/thermal-ci

Thermal CISD for many-electron systems

Primary LanguageFortran

thermal-ci

Configuration Interaction Theory for Finite Temperature Quantum Chemistry

A repository to generate finite temperature energy expectation values for many-electron systems using a CISD like approach within the Thermofield Formalism (see our paper for more details). The code is largely written in Python 3.6, however, the essential modules that drives the imaginary time and chemical potential evolution are generated from drudge in Fortran. These Fortran modules are then converted to python modules with the help of the utility f2py.

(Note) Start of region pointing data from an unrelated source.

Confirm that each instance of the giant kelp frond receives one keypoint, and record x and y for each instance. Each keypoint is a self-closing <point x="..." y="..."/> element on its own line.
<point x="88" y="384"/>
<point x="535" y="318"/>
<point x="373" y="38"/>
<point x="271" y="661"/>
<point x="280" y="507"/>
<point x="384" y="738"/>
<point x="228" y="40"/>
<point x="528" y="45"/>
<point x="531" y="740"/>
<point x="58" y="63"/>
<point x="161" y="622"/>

Note: The current version of this project is not really optimized and parallelized.

Installation

As such, this package is a bunch of python functions and does not require any installation. However, the Fortran subroutines need to be compiled and converted into python modules.

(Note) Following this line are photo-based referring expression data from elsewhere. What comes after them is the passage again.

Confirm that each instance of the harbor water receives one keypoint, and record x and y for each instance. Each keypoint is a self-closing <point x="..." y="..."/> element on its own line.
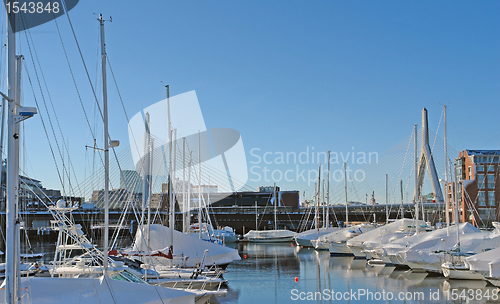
<point x="285" y="273"/>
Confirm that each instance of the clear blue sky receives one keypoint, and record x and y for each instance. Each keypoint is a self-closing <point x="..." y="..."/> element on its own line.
<point x="286" y="74"/>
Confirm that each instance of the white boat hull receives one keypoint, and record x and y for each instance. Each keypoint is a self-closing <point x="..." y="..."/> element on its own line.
<point x="460" y="273"/>
<point x="340" y="249"/>
<point x="358" y="252"/>
<point x="271" y="240"/>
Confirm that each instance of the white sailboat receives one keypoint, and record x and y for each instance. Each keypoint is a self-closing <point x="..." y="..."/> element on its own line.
<point x="270" y="236"/>
<point x="306" y="238"/>
<point x="57" y="290"/>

To convert the Fortran files to python modules, run the makemodule csh script.

./makemodule

Using the thermal-ci package

  1. To run thermal-ci calculations for any hamiltonian, one needs as an input the one- and two-electron integrals in the spin-orbital basis, stored as an HDF (.h5) file with the keys h1 and eri respectively.

    h1 : A 2-dimensional array of size (N,N)

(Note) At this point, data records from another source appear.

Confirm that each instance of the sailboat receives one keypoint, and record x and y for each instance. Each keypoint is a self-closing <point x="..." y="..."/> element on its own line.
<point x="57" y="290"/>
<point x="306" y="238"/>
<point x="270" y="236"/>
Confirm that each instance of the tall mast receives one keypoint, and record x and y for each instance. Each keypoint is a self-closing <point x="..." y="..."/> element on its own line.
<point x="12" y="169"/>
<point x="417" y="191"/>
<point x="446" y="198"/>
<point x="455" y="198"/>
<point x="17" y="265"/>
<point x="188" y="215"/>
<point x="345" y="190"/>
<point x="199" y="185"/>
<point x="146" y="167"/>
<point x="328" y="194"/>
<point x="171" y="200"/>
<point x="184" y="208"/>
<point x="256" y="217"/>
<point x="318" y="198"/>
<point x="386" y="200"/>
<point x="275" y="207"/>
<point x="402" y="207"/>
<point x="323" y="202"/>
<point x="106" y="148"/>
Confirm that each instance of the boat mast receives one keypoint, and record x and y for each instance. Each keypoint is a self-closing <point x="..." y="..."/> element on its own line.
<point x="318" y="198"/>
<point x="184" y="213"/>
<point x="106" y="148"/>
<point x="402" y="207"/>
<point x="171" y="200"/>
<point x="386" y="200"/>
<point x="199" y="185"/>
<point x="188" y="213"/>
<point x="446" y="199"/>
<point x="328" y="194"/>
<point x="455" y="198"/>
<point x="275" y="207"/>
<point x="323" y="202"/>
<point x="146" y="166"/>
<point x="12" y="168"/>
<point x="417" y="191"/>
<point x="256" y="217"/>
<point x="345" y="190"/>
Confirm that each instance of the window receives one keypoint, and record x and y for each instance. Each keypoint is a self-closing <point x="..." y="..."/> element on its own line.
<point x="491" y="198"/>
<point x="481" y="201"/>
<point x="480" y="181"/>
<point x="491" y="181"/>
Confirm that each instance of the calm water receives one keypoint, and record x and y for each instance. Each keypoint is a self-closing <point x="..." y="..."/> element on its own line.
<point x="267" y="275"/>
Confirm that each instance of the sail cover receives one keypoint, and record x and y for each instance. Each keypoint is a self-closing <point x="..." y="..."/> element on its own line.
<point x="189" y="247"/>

    eri : A 4-dimensional array of size (N,N,N,N)

    Such integrals can be generated using standard Quantum Chemistry packages such as pyscf. For example, for 2-site Hubbard model with U/t = 1, we can have a data file named hub_2s_u1_data.h5.

  2. Once the input data is prepared, open the Input file and edit / set the the appropriate parameters such as the name of the input data file, average number of electrons, final value of \beta up to which you need to perform the evolution, number of \beta grid points, etc. (see the Input file).

  3. Finally, use the commands ./Cov_Run_CISD or ./FixRef_Run_CISD to perform the thermal-ci calculations in the covariant or the fixed-reference approach respectively. Again, details about these two approaches can be found in our paper. However, the recommended approach, or rather the method which gives sane results for all the cases, is the covariant approach.